Will It Fit on the Truck?
When it comes to skid-mounted systems, the make/buy decision is often complex for your customers. One issue that could make the decision for them (and you) is whether it's even possible to ship the system to their plant.
Skids that must be transported via truck are limited to a width of 8 1/2 ft. with no permit, 12 ft. with a permit. Shipments wider than 12 ft. require an escorted permit.
As skid widths increase, trucking time and costs also increase. But there is virtually no limit to the size of skids and modules if barges are used for transport. Removal of size limitations can make skids and modules a viable alternative for even very large-scale plant construction projects.
Despite the attractiveness of skids and modules, there are certain types of equipment that should be shipped loose for installation at the site. Often weight is a consideration.
"Very large and heavy items like tanks and heat exchangers are often not practical for skids because the skid steel frame can add 20% or more to the total weight," says Mike Fujita, director of engineering with Wahlco (www.wahlco.com) in Santa Ana, Calif.
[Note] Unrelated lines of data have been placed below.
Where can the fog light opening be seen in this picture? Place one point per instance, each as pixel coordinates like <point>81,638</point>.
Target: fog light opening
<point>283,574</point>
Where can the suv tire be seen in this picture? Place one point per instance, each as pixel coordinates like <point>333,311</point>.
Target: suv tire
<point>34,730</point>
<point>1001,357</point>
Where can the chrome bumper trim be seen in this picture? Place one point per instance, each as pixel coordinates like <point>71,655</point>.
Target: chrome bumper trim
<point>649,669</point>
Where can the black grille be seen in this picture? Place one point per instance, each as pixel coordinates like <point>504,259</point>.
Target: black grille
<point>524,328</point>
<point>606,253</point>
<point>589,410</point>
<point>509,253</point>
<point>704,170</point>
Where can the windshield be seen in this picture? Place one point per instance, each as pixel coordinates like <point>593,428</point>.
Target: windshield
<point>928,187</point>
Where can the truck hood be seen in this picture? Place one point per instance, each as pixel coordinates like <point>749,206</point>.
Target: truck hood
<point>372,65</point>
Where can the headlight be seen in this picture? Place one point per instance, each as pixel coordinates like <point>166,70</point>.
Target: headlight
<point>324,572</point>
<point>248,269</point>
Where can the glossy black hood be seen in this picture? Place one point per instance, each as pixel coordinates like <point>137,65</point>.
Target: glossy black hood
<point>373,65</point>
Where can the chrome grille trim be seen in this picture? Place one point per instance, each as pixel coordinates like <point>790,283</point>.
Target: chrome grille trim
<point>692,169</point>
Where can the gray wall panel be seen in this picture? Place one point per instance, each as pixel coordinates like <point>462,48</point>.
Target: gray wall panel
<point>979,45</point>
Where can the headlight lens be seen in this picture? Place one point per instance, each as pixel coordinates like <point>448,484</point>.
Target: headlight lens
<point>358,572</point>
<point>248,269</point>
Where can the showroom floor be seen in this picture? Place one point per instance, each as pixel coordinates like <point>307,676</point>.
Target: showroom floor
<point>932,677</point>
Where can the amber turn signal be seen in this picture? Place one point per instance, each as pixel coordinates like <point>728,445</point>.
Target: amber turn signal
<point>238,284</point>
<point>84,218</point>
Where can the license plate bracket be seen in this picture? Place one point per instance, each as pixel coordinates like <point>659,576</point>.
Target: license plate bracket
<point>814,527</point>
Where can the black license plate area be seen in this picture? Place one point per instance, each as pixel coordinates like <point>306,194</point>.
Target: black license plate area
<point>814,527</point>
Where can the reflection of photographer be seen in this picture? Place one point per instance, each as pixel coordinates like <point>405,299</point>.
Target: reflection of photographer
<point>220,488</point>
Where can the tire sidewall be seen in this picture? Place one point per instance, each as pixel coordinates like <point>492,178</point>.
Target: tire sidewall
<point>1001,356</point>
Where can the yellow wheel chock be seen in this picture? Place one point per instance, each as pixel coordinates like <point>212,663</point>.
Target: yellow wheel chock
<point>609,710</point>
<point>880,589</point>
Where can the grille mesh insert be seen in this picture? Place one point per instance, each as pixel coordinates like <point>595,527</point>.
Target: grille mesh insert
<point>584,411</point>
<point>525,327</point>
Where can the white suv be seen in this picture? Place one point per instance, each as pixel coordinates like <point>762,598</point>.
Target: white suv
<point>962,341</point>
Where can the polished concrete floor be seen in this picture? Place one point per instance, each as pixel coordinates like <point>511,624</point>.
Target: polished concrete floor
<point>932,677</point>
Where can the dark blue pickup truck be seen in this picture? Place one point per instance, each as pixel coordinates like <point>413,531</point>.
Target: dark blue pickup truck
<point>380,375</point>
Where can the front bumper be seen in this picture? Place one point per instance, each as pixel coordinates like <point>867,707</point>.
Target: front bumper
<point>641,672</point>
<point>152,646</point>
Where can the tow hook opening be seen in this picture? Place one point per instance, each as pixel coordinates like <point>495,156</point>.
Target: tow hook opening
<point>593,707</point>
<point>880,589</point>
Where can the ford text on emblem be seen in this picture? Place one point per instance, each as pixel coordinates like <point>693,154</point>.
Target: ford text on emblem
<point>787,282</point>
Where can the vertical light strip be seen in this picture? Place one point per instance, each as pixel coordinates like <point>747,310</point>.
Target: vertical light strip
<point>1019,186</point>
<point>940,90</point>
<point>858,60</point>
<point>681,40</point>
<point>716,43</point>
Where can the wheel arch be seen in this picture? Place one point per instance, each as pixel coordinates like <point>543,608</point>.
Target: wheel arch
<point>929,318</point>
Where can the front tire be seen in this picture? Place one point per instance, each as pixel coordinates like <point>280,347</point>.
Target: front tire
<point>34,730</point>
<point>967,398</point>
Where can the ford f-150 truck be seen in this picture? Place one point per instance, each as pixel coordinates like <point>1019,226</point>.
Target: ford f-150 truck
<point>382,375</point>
Wahlco specializes in the design and manufacturing of flue gas conditioning, NOx control, and ammonia handling equipment.
A Baker's Dozen Reasons To Buy a Skid-Mounted System Instead of Assembling On-Site
1 It may be the only way to purchase vendors' proprietary technology.
2 Reduces installation time.
3 Reduces start up time.
4 Skid can be built before the facility is ready for occupancy.
5 Skid can be moved from one location to another.
6 Off-site construction reduces on-site construction hours and on-site OSHA recordable incidents.
7 Multiple units can be built simultaneously with no interference from other unit construction.
8 Off-site labor can put in a full day, on-site labor is hampered by ongoing operations.
9 Off-site "assembly line" operations are cheaper and faster than on-site custom installation.
10 Skids are often more compact than similar systems built on-site.
11 FDA validation often can be done quicker with skid-mounted systems.
12 Skids make equipment rentals viable.
13 The skid builder guarantees system operation.